Sur la question de l’extension de la PMA aux couples de femmes et aux femmes seules, sur l’élargissement de la recherche sur l’embryon, sur la congélation des ovocytes, l’Église oppose une fin de non-recevoir, au nom du respect de l’être humain. "Qu’est ce qu’un être humain ? Chaque fois que l’on révise ces lois, on rabote un peu les barrières que l’on avait mises sur l’expérimentation sur les embryons. On nous dit qu’on n’ira pas plus loin, et sept ans après on va plus loin. Sur l’extension de la PMA, c’est la remise en cause du fait qu’un être humain vient d’une lignée féminine, et d’une lignée masculine" lance Mgr Eric de Moulins-Beaufort.
 

"Je n'irai pas manifester le 6 octobre"

"Ce qui me rend triste, c’est qu’un système culturel fasse croire aux gens que la technique médicale et la technique juridique vont résoudre toutes les souffrances. C’est faux. On ne fera jamais que déplacer la souffrance. Le désir d’enfant n’est pas un absolu. L’absolu, c’est la vie éternelle. On ne fabrique pas d’enfants pour vivre. C’est une possibilité, une liberté. Une autre fécondité est possible. Les enfants ne sont pas portés par le désir des parents" rappelle le président de la CEF.

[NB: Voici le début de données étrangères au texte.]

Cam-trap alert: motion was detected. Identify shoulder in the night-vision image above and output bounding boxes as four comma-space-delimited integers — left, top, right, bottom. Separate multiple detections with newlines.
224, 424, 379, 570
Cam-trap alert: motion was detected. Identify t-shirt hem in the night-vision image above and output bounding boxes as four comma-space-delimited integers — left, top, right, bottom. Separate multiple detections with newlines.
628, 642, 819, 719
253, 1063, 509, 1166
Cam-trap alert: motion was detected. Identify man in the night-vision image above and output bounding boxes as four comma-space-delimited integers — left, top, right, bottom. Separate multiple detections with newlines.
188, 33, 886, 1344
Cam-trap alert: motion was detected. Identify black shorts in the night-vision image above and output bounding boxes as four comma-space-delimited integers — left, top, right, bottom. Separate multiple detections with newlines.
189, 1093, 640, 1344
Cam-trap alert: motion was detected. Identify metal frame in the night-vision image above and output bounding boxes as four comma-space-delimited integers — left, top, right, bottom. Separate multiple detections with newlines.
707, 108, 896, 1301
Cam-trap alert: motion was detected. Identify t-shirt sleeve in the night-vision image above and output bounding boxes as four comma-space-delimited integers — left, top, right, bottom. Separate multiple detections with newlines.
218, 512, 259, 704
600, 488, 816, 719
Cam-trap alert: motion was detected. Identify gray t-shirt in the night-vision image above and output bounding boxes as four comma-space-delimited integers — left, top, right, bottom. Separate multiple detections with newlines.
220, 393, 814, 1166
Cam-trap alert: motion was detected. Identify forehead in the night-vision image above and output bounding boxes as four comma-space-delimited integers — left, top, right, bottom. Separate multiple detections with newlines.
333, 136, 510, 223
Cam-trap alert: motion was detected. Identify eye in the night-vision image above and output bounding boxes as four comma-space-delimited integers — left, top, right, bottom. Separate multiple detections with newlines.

Et de conclure, face au calendrier législatif qui se profile, concernant la révision des lois de bioéthique : "je ne veux pas que sous prétexte d’un débat serein, il n’y ait pas de débat du tout. Il faut au contraire nourrir ce débat. Les catholiques sont des citoyens comme les autres. Ils peuvent ne pas être d’accord avec les moyens politiques. Cela n’empêche pas qu’il faut se respecter mutuellement. Je n’irai pas manifester le 6 octobre. Ma place n’est pas dans une manifestation. Mais à chacun d’employer les moyens politiques qu’il a envie d’employer".